One might argue that the GP should have contacted the patient, but that does not render the doctor's position indefensible as the situation was not urgent and therefore did not warrant further action being taken.

Even if there was a deficiency in care, in this case the patient came to no harm. If there is no harm there can be no compensation, and on that ground alone the claim would fail.

Dealing with test results

Another common basis for clinical negligence claims involves alleged failure to take appropriate action after receiving abnormal test results.

Suppose, for example, that a patient undergoes several blood tests, including a full blood count. Quite unexpectedly, the patient is found to be anaemic. What action should the GP then take?

The answer will depend upon the degree of risk the patient is exposed to. It all comes down to what is reasonable in the circumstances. Mild anaemia in a patient expected to return for review within a week will not require any action before the appointment.

At the other end of the scale, a haemoglobin level of 5 g per 100 ml in a patient who has been told that there is almost certainly nothing to worry about and who has no follow-up appointment clearly requires urgent action.

Failure to contact the patient urgently and to institute proper management could not be supported by a responsible body of medical opinion because the patient was clearly at risk. Any patient coming to harm in such circumstances would have a well-founded claim.

In some cases, the onus may be put on the patient to telephone his or her GP for the results. However, if the results indicate the need to take action, it is clearly unacceptable to wait for the patient to contact the surgery.

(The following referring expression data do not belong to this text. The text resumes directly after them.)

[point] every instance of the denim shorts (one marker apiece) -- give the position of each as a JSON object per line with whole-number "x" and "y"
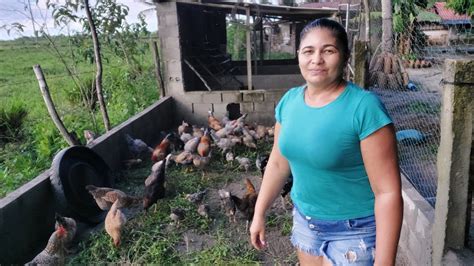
{"x": 342, "y": 242}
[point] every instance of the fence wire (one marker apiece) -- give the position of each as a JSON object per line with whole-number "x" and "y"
{"x": 422, "y": 41}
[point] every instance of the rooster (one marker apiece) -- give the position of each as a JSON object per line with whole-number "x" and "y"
{"x": 261, "y": 163}
{"x": 160, "y": 151}
{"x": 184, "y": 128}
{"x": 105, "y": 197}
{"x": 204, "y": 144}
{"x": 114, "y": 221}
{"x": 227, "y": 204}
{"x": 155, "y": 185}
{"x": 137, "y": 146}
{"x": 55, "y": 251}
{"x": 213, "y": 122}
{"x": 89, "y": 135}
{"x": 246, "y": 204}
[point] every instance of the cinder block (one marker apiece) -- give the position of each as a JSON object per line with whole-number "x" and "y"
{"x": 264, "y": 107}
{"x": 220, "y": 108}
{"x": 459, "y": 71}
{"x": 274, "y": 95}
{"x": 232, "y": 97}
{"x": 201, "y": 108}
{"x": 211, "y": 97}
{"x": 246, "y": 107}
{"x": 253, "y": 96}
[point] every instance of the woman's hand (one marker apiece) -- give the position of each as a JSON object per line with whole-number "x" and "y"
{"x": 257, "y": 233}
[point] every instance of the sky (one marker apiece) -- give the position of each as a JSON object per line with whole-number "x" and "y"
{"x": 12, "y": 11}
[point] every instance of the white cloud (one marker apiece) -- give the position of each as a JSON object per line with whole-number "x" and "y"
{"x": 13, "y": 11}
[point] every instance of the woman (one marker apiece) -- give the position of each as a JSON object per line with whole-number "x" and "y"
{"x": 339, "y": 142}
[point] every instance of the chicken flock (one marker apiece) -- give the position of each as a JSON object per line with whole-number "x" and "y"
{"x": 189, "y": 145}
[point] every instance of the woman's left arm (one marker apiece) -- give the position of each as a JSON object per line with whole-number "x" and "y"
{"x": 379, "y": 151}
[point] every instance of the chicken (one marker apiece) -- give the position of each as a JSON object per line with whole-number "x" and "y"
{"x": 248, "y": 139}
{"x": 130, "y": 163}
{"x": 192, "y": 144}
{"x": 244, "y": 163}
{"x": 137, "y": 146}
{"x": 69, "y": 224}
{"x": 227, "y": 204}
{"x": 160, "y": 151}
{"x": 203, "y": 210}
{"x": 261, "y": 163}
{"x": 114, "y": 222}
{"x": 213, "y": 122}
{"x": 155, "y": 185}
{"x": 177, "y": 215}
{"x": 225, "y": 144}
{"x": 183, "y": 158}
{"x": 204, "y": 145}
{"x": 246, "y": 204}
{"x": 197, "y": 197}
{"x": 184, "y": 128}
{"x": 201, "y": 162}
{"x": 55, "y": 251}
{"x": 197, "y": 131}
{"x": 260, "y": 132}
{"x": 185, "y": 137}
{"x": 105, "y": 197}
{"x": 177, "y": 143}
{"x": 229, "y": 156}
{"x": 89, "y": 135}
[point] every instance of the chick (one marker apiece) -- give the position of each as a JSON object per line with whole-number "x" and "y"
{"x": 114, "y": 222}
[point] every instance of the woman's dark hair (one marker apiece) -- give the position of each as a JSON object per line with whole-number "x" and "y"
{"x": 337, "y": 30}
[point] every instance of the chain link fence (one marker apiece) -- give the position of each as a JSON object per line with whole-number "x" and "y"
{"x": 423, "y": 38}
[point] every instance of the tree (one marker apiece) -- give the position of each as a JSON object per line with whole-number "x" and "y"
{"x": 462, "y": 6}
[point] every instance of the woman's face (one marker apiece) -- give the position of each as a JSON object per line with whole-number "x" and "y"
{"x": 320, "y": 58}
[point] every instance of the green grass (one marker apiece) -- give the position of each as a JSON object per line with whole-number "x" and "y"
{"x": 126, "y": 94}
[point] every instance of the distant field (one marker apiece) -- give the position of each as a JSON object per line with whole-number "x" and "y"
{"x": 30, "y": 152}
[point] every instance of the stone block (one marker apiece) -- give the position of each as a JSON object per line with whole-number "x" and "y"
{"x": 232, "y": 97}
{"x": 459, "y": 71}
{"x": 201, "y": 108}
{"x": 246, "y": 107}
{"x": 253, "y": 96}
{"x": 211, "y": 97}
{"x": 274, "y": 95}
{"x": 264, "y": 107}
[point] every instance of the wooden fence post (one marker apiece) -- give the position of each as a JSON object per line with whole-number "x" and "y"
{"x": 159, "y": 77}
{"x": 50, "y": 105}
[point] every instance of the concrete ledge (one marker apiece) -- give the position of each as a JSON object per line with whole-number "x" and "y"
{"x": 418, "y": 218}
{"x": 27, "y": 214}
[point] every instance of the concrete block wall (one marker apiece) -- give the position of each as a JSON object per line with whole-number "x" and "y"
{"x": 259, "y": 104}
{"x": 418, "y": 217}
{"x": 27, "y": 214}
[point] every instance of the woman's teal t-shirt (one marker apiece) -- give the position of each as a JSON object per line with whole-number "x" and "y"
{"x": 322, "y": 146}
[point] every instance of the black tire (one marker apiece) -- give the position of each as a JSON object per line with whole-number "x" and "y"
{"x": 74, "y": 168}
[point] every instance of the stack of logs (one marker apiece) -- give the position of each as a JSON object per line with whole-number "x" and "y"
{"x": 388, "y": 72}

Cervical smear results are among those results most frequently filed away when abnormal. The situation may be complicated if a healthcare professional other than the GP does the test, but the results are nevertheless reported to the surgery. Who bears responsibility in this situation?

Although the person who does the test should review the result, and if necessary take action, once a GP becomes aware of an abnormality, to do nothing is, at best, inept.

The GP's surgery should have in place a system of checks to ensure that any further management required is in hand.

Long-term medication

Problems arising from long-term medication are another recurrent basis for claims presented to the Medical Protection Society. Where regular monitoring is required, it is imperative to have a system in place to ensure that results are reviewed before providing the patient's standard repeat prescription. Obviously, maintenance treatment cannot simply be stopped, but the prescribed dose might be modified to allow time to review the patient's management.

Shared care

Care shared between hospital and general practice presents further opportunities for things to go wrong. In one case, a patient continued to receive methotrexate for an autoimmune condition from his GP for 7 years after he had defaulted from hospital outpatient follow-up. The problem only came to light when he was admitted to hospital with renal failure.

The GP's position was indefensible because he had supplied regular repeat prescriptions without seeing the patient or receiving any communication from the hospital.

When a patient fails to attend the surgery

Another area of claims concerns patients who, apparently reassured by their doctor, simply do not return for further consultations even though their condition has not improved. Prominent in this group are those with malignant conditions, in particular breast and gastrointestinal cancers.

These claims may result from a loose follow-up arrangement, such as the doctor saying, "Come back and see me if things aren't getting any better", or from no follow-up arrangements at all. The absence of a clear-cut arrangement seriously undermines the doctor's defence, as does failure to record follow-up advice in the notes.


Having administrative procedures in place for repeat prescribing and practice protocols for follow-up will not prevent all these problems. However, it is striking to see just how many claims against GPs are the result of simple errors that cause serious harm to patients.